The growing popularity of online banking has made it easier to invest your money electronically. But that convenience comes with a price: it can also expose you, your money and your personal information to fraudsters.
Fraudulent investments are deceitful practices that influence people to invest their money based on false information. They can result in financial loss, impact your relationships, and affect your mental well-being.
According to Investopedia, the internet adds a troubling dimension to many longstanding investing scams, because “a fancy Web site can create the illusion of a large and reputable company, especially if it provides links to legitimate sites.” There are multiple examples of fraudulent investment practices online, including unsolicited, to-good-to-be-true email offers, stock-picking websites and investor bulletin boards.
The federal government estimates that from January 2014 to December 2016, Canadians lost over $290 million to fraudsters of all kinds.1 Here are a few signs to watch out for when considering an investment opportunity.
Investment fraud warning sign 1: Big payout, minimal risk
You’ve probably heard the saying that if it sounds too good to be true, it probably is. Well, you should also apply this idea to investing. The general rule is that to reap higher returns on your investment, you must be willing to take a chance on losing the money you’ve invested. In other words, the greater the potential risk, the greater the potential reward.
Investment fraud warning sign 2: The hot tip
The story of Fred and Maria Turbide represents a cautionary tale. The couple were featured in a CTV News documentary Opens a new website in a new window in January 2018 detailing how they lost over $300,000 after buying an online educational package that purported to teach them about investing.
The package acted as a gateway to a scheme that pushed investors into making progressively larger bets on stocks and currency trades. “There are no trades,” a former broker told CTV. “There’s no anything. It doesn’t exist. It’s just a platform, like a video game.”
There are some good reasons to think twice about acting on such so-called “hot tips.” For one, that information could be wrong. For example, it could be crafted by someone who stands to benefit from your investment and who has little interest in you benefitting from that investment.
Second, if the hot tip involves insider information – meaning it came from someone close to the company being invested in – it could mean you’ve engaged in an illegal activity and could face legal consequences.
Investment fraud warning sign 3: The hot seat
Unlike the hot tip, which promises insider information about an investment opportunity, the “hot seat” involves a potential investor being pressured to commit money within a short window. And while investing wisely can mean taking advantage of brief opportunities, it shouldn’t leave an investor feeling stressed or uncomfortable.
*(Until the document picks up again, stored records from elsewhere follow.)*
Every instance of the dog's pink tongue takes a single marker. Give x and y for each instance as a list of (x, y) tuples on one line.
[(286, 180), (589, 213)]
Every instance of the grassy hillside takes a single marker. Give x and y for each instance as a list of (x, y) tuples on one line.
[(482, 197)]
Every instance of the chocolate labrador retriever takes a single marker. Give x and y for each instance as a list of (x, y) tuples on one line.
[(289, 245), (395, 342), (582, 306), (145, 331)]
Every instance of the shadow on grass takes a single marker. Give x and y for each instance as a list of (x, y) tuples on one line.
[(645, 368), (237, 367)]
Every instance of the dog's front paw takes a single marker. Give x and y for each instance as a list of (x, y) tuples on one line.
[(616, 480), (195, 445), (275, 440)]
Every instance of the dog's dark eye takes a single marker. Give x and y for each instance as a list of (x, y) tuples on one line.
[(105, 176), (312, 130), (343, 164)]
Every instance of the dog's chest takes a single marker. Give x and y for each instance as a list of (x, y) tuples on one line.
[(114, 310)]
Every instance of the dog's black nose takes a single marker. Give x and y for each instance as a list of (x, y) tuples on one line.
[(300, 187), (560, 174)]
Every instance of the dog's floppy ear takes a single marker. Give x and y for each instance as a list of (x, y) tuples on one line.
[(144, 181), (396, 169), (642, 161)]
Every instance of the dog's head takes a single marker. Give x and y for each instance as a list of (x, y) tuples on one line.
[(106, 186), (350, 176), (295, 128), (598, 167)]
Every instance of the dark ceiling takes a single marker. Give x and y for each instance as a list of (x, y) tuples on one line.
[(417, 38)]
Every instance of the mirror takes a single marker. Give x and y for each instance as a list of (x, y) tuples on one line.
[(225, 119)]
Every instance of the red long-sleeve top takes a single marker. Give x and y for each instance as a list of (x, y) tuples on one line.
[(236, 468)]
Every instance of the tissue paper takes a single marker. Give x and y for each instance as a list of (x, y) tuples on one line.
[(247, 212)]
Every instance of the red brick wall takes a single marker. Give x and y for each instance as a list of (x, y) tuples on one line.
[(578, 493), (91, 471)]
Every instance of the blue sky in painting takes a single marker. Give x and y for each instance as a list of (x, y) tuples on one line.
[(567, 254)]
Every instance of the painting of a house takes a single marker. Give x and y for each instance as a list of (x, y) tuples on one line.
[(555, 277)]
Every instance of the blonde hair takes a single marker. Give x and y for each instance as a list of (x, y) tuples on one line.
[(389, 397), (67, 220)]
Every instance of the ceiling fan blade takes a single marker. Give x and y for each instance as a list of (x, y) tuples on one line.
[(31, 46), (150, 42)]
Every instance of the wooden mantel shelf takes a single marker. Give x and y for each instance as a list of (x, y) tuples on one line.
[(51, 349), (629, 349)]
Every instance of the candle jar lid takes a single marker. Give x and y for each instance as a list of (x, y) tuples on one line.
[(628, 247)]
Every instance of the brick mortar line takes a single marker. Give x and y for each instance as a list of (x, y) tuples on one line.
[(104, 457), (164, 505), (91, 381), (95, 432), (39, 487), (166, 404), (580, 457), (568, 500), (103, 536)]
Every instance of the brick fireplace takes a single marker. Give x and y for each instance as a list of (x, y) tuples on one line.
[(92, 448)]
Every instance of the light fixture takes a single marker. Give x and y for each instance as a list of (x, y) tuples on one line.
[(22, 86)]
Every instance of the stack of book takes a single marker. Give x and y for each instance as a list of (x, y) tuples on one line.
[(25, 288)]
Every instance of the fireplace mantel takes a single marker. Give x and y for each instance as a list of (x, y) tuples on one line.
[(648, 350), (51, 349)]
While the hot tip can be alluring, the hot seat is generally less appealing. Nevertheless, it’s a very effective scamming technique, particularly when employed by experienced fraudsters.
If it feels like someone is pressuring you to act quickly, there’s a good chance they don’t want you to learn more about the opportunity’s potential drawbacks. Take it as a warning sign and move on.
Investment fraud warning sign 4: The mysterious seller
People who have some mystery about them tend to intrigue us, but this is never a good thing when it comes to investing. The person bringing an investment opportunity to your attention should have a clear track record and must be registered with a provincial securities regulator.
Each province has a securities commission that can help you learn more about the person offering you an investment opportunity. In Ontario, you can use the Ontario Securities Commission’s “Check before you invest” tool.
If you live in another province, check out the “Are They Registered?” tool offered by the Canadian Securities Administrators (CSA) website. The CSA site also includes valuable resources you can use to choose the right financial security advisor for your specific financial situation, including a checklist of useful questions that you should ask during introductory meetings with potential advisors.
Investment fraud warning sign 5: The “investor alert”
One of the most valuable resources available through the CSA website is called “Investor Alerts”. According to the CSA, it’s designed to help the public do due diligence on potential investment opportunities.
Simply enter the name of the person offering you an investment opportunity and the site will let you know if they appear to be engaging in activities that pose a risk to investors. The CSA tool provides the ten most recent alerts, including the name of the investor or investment firm, the provincial regulator issuing the alert and the date the alert was issued. Should you find your seller on this list, you may want to think twice about moving forward.
This information is general in nature, and is intended for informational purposes only. For specific situations you should consult the appropriate legal, accounting or tax advisor.